Sometimes, marriage doesn’t work out. It’s a sad fact that is difficult for most adults. But when children are involved, the process of a family separating becomes even more painful and stressful. No matter what age the kids are or how much their parents try to shield them, the children will sense the tension, and it’s scary for them.
Many may experience feelings of guilt that they did something wrong. Others may start to act out or become depressed. Experts agree that being open with your child about what’s happening is the best thing to do. Mental illness diagnoses are on the rise.
According to the CDC, one in five people live with some form of the disease. Trauma and stress can certainly affect mental health, so children must continue to feel safe and loved during a divorce. You may not be able to stop the legal process of divorce, but there are things you can do to help your child understand what’s happening and get them through it. Read on for tips to help your child through divorce.
1. Stay Involved
No matter what you’re going through, remember that your child is going through it, too. Both parents must stay in the St as involved as before the divorce. Keep attending their activities like games, recitals, and performances.
Be there to help with homework, eat meals together, and talk about everyday things. Consider having a special day or activity for just the two of you. Reinforcing that your love has not changed for them and that you’re there just as before is essential to making them feel secure.
2. Work at Co-Parenting
When divorce happens, it’s easy to forget that the child still has two parents. This is why successful co-parenting is crucial for your child to understand it’s not their fault. Kids need to know that both parents will continue to be there and support them. You don’t need to be a couple, but you do need to raise your child together. Think of it as a traditional Margherita pizza. According to Couples Cooks, this Italian delight requires three toppings of tomato sauce, cheese, and basil; if one ingredient is missing, it’s just not the same.
Consider starting by taking a parenting class together. Be flexible and communicate with each other. Respect each other’s boundaries and parenting styles. Allow the kids to share news and talk about the other parent. Let them have items at both homes that remind them of the other parent. Try to attend activities together and show your child you support their endeavors.

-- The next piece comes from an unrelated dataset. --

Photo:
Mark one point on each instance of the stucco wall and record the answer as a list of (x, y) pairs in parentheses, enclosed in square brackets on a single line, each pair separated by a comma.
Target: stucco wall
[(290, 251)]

3. Don’t Talk Bad About The Other Parent
If you feel the need to vent, call a friend. Talking badly about each other to your child will make them think they must choose and can cause stress. It also makes adults seem petty, and you may lose your child’s respect.
4. Keep a Routine
Your child’s routine must stay as consistent as possible. Make sure their school, activities, and friendships are not upset by the divorce. Keep parenting times set in stone. If an emergency occurs where the schedule needs to change, explain to your child why.
5. Consider Counseling
It’s OK to ask for help. Regardless of age, kids can benefit from talking to a professional. While tweens and teens can verbally express their feelings more easily than young children, professionals can use special techniques to help the younger crowd.
Art therapy and books are often used in counseling. According to Genius of Play, pretend play can help kids as young as three to understand real-world issues. So, it’s never the wrong age to reach out and get some help. A divorce is a life-changing event for children. But if the adults in their lives handle it openly, honestly, and respectfully, they can make it through feeling safe and loved.